I do not have university library privileges, because acquiring them would involve extracting a letter from my publisher verifying that I am working on a relevant project. The trouble with that is, well, I’m not.
Completely aside from the fact that it is already hard enough getting royalties out of the people who have published my books, let alone affidavits.
This might be tolerable except our central public library closed years ago for “renovations.” In the meanwhile (and the amount of time is predicted to be much longer than anyone admitted before they knocked down the walls) we commoners are expected to make do with a bookmobile parked in the market square during odd hours.
Today I urgently needed a reference that could not be located online. I know exactly where the book sat in the stacks when the library was open, but of course it could not be extracted from the bookmobile, or a branch, unless I ordered it – and that wasn’t fast enough.

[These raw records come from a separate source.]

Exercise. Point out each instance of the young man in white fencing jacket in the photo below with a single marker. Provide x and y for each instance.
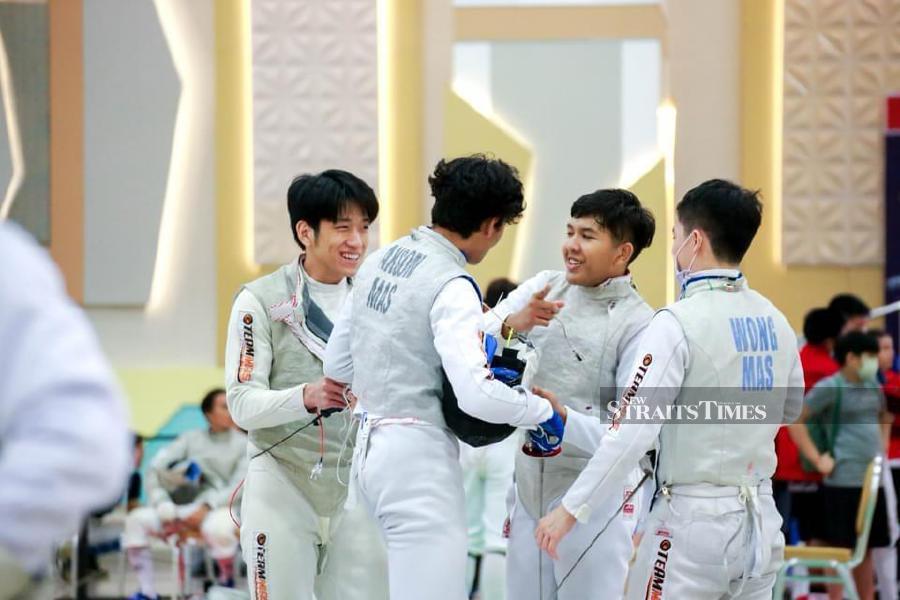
(715, 375)
(414, 314)
(585, 323)
(64, 449)
(296, 537)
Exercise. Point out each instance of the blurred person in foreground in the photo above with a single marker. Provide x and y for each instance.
(64, 447)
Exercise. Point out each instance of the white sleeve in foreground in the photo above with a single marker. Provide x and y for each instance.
(586, 431)
(456, 321)
(338, 360)
(622, 446)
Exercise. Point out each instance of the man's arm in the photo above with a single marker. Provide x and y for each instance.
(63, 424)
(248, 364)
(657, 373)
(456, 321)
(220, 496)
(338, 360)
(173, 452)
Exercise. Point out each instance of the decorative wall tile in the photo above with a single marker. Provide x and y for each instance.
(841, 58)
(315, 87)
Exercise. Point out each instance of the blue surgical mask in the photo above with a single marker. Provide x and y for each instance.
(869, 369)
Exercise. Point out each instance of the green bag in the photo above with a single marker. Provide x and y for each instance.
(824, 434)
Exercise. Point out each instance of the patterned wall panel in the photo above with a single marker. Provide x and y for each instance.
(314, 104)
(841, 58)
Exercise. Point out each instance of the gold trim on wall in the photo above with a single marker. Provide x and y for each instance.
(67, 142)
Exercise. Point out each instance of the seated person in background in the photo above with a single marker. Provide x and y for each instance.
(857, 439)
(189, 486)
(487, 475)
(852, 310)
(796, 490)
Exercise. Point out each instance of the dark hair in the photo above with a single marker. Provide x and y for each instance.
(206, 405)
(467, 191)
(848, 306)
(326, 196)
(855, 342)
(729, 214)
(821, 324)
(497, 289)
(619, 212)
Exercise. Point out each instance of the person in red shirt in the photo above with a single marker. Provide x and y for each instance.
(886, 559)
(796, 490)
(890, 382)
(853, 311)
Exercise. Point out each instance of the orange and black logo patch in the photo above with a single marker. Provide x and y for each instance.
(246, 360)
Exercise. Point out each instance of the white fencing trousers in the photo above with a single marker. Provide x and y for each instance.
(709, 543)
(293, 553)
(532, 575)
(218, 530)
(487, 476)
(409, 477)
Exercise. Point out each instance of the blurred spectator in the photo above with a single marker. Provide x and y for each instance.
(190, 483)
(135, 484)
(497, 290)
(63, 436)
(857, 437)
(487, 477)
(795, 489)
(853, 311)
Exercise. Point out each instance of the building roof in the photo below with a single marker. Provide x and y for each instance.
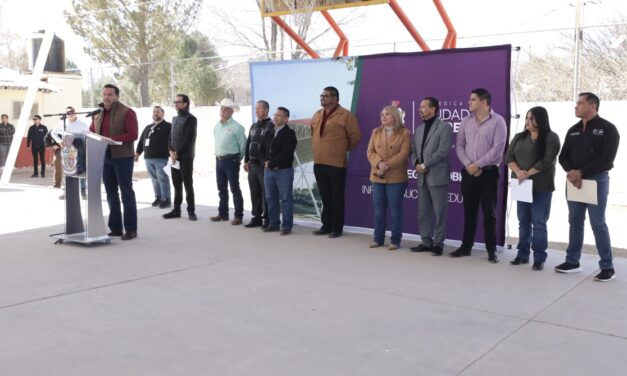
(11, 79)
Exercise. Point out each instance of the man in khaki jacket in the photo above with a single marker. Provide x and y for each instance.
(334, 131)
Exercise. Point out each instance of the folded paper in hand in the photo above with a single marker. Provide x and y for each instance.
(586, 194)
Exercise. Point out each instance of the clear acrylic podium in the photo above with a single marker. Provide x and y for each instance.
(91, 228)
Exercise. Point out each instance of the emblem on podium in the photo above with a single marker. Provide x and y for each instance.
(69, 155)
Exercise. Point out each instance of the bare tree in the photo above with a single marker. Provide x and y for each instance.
(268, 38)
(132, 33)
(604, 67)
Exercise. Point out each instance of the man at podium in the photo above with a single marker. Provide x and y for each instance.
(119, 123)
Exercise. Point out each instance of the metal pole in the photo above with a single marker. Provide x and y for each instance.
(578, 45)
(171, 79)
(92, 99)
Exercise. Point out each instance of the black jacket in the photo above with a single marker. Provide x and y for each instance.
(159, 144)
(280, 149)
(36, 135)
(183, 135)
(592, 151)
(256, 136)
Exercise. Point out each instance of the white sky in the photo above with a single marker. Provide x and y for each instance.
(373, 24)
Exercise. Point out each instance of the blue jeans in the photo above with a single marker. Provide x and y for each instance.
(577, 217)
(160, 180)
(390, 196)
(532, 218)
(119, 173)
(278, 189)
(227, 174)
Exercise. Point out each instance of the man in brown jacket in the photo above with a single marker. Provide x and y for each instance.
(119, 123)
(334, 131)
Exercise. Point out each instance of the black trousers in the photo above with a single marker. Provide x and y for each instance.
(183, 176)
(257, 196)
(331, 184)
(39, 151)
(481, 192)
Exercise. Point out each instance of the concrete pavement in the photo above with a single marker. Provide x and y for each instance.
(202, 298)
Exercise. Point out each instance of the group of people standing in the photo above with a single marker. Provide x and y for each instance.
(588, 152)
(589, 149)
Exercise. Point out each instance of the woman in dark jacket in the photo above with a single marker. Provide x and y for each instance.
(532, 155)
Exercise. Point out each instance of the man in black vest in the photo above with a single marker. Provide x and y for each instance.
(154, 143)
(35, 141)
(279, 146)
(182, 152)
(254, 161)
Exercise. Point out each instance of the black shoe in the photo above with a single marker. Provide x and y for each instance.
(437, 251)
(568, 267)
(129, 235)
(460, 252)
(519, 261)
(605, 275)
(322, 232)
(253, 223)
(421, 248)
(537, 266)
(173, 214)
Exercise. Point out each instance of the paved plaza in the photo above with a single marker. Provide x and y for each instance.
(202, 298)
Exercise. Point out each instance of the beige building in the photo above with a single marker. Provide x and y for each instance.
(55, 92)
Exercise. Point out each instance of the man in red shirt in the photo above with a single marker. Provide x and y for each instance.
(119, 123)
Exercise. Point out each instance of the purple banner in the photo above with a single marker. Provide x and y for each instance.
(448, 75)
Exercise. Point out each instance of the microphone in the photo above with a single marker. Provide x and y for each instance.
(96, 111)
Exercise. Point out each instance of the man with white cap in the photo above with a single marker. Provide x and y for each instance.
(230, 146)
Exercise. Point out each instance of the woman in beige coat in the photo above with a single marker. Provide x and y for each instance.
(388, 151)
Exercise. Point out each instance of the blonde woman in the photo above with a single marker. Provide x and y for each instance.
(388, 151)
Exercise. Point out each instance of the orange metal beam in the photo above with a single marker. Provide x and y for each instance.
(342, 46)
(295, 36)
(451, 37)
(408, 25)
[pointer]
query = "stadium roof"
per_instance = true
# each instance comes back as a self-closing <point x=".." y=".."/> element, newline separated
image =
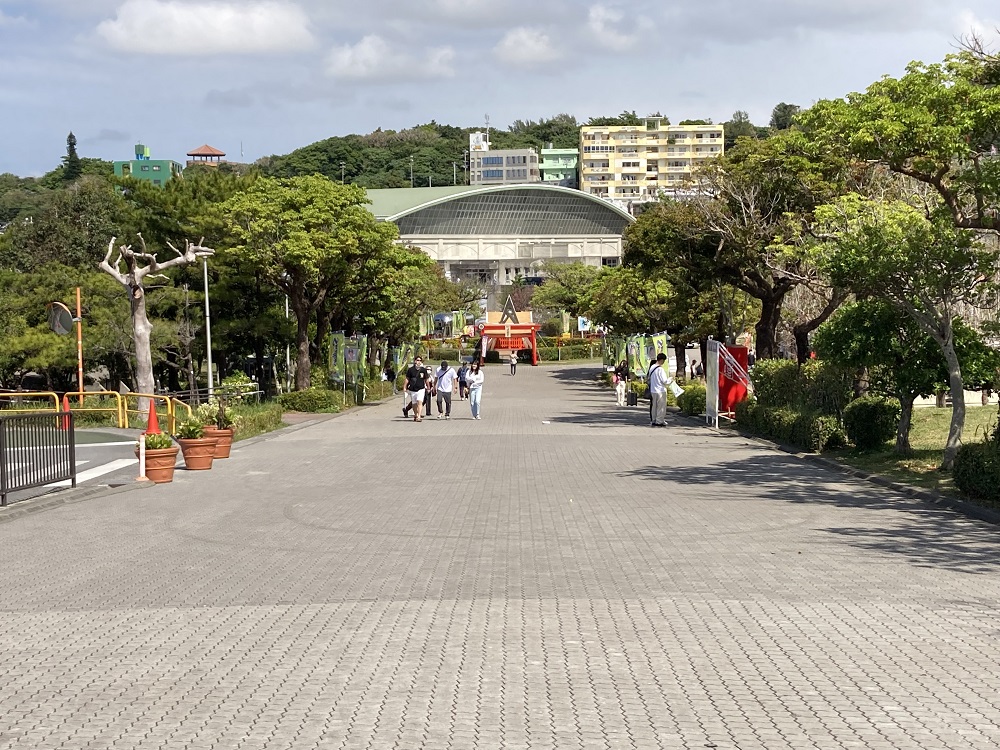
<point x="524" y="209"/>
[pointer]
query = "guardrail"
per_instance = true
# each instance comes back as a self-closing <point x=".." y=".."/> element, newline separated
<point x="19" y="396"/>
<point x="117" y="410"/>
<point x="35" y="450"/>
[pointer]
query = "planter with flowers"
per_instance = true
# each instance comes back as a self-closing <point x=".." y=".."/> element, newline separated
<point x="218" y="424"/>
<point x="197" y="447"/>
<point x="161" y="456"/>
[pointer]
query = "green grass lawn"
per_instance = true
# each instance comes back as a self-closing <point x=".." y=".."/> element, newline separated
<point x="927" y="437"/>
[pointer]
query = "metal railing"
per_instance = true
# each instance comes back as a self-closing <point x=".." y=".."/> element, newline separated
<point x="35" y="450"/>
<point x="18" y="399"/>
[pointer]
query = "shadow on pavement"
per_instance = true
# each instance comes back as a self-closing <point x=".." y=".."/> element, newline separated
<point x="926" y="535"/>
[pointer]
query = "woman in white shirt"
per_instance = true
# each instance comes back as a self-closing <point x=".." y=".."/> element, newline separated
<point x="475" y="380"/>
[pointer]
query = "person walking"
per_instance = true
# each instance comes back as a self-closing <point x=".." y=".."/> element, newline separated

In the midst of my horrifying skirt shopping experience I dropped in the various bookstores without much hope, and my expectations proved correct: the title is out of print.
Bookstore staff informed me that it is easier and faster to order from Amazon resellers than use local resources to solve the problem.
There are many elements of life in Portland that I did not fully appreciate at the time – the wondrous downtown library, of course, but also the vast resource that is Powell’s. The obscure UK title I am seeking? It is, according to a quick search, sitting on a shelf in the Burnside store, priced at $8.50.